Je ne le regrettai pas car, dès le lendemain matin, j’eus le plaisir de traire Marguerite au rythme mélodieux de leurs petits gazouillis.
Si mes petits oiseaux se portaient comme un charme, ce n’était pas le cas de Naya qui, depuis quelques jours, n’avait pas l’air d’aller très bien.
Je me résignai donc à l’amener jusqu’à la clinique vétérinaire. Naya avait attrapé le syndrome du chien ridicule... La pauvre. Je comprends maintenant pourquoi elle se sentait si mal.
Heureusement, notre vétérinaire de famille a pu arranger ça rapidement et je pus la ramener, guérie et pleine d’énergie, à la ferme.
Ce même jour, l’œuf doré couvé par ma poule dorée avec donné un petit poussin tout jaune et tout mignon que j’appelai Aureo.
Je ne me lassai pas des merveilles que la nature pouvait nous apporter et c’est dans cet esprit que j’allai me présenter à Michael Bell, le gardien des créatures de la forêt pour lui demander quelques conseils pour approcher les animaux de Bramblewood.
Son aide me fut très précieuse et je promis de repasser le voir bientôt pour lui donner des nouvelles.
Je trouvai rapidement à mettre en pratique ce que m’avait enseigné Michael lorsque mon chemin croisa celui d’un beau renard gris qui s’apprêtait à voler dans le poulailler d’une maison avoisinante. Je lui fis tout d’abord peur, sans le vouloir, puis je dus attiser sa curiosité car il s’approcha de moi.
Je me mis à chanter pour lui et il me fit écho. Les moments que j’ai passé avec ce renard se sont soldés par une belle amitié. Je n’aurais jamais pensé qu’il serait aussi facile de se lier ainsi avec un animal aussi sauvage.

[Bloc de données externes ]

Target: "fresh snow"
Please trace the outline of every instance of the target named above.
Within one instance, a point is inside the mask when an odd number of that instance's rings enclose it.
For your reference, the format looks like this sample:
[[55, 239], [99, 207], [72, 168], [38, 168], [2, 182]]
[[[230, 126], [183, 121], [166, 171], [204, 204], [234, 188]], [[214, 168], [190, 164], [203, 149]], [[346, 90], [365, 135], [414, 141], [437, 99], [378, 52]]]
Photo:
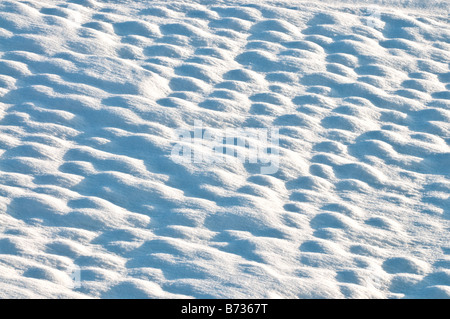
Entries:
[[450, 298], [448, 9], [2, 0], [0, 298]]

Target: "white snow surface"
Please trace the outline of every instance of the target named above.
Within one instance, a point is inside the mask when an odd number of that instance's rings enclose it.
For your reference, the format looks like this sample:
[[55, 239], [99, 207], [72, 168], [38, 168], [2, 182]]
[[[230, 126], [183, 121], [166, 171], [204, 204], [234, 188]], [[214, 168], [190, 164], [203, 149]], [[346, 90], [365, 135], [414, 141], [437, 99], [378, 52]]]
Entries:
[[450, 298], [449, 62], [447, 1], [2, 0], [0, 298]]

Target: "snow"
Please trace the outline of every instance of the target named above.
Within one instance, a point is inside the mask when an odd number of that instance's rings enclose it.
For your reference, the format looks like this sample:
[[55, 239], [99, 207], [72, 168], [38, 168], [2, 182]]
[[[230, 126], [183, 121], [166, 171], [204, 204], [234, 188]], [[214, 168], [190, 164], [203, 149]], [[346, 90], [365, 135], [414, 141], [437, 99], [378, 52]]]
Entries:
[[0, 298], [450, 298], [449, 7], [1, 1]]

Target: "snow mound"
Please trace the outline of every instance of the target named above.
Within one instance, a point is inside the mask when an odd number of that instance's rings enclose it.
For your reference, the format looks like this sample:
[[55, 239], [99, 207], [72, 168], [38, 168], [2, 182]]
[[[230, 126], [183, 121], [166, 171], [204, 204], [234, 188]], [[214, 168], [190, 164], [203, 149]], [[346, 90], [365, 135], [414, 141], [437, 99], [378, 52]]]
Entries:
[[[449, 298], [421, 3], [1, 1], [0, 298]], [[277, 129], [275, 171], [175, 160], [198, 122]]]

J’appelai mon renard gris, Philou et lui donnai même quelques vêtements que Michael m’avait remis. Il se laissa faire docilement. J’espérais ainsi pouvoir le reconnaître facilement lorsque je reviendrais dans la forêt.
En continuant ma promenade, je tombai, au détour d’un chemin sur mon petit lapin blanc et noir. Je le soupçonnais de m’avoir observer et d’être venu à ma rencontre. Nous commencions à tisser quelques liens mais le contact était encore parfois difficile.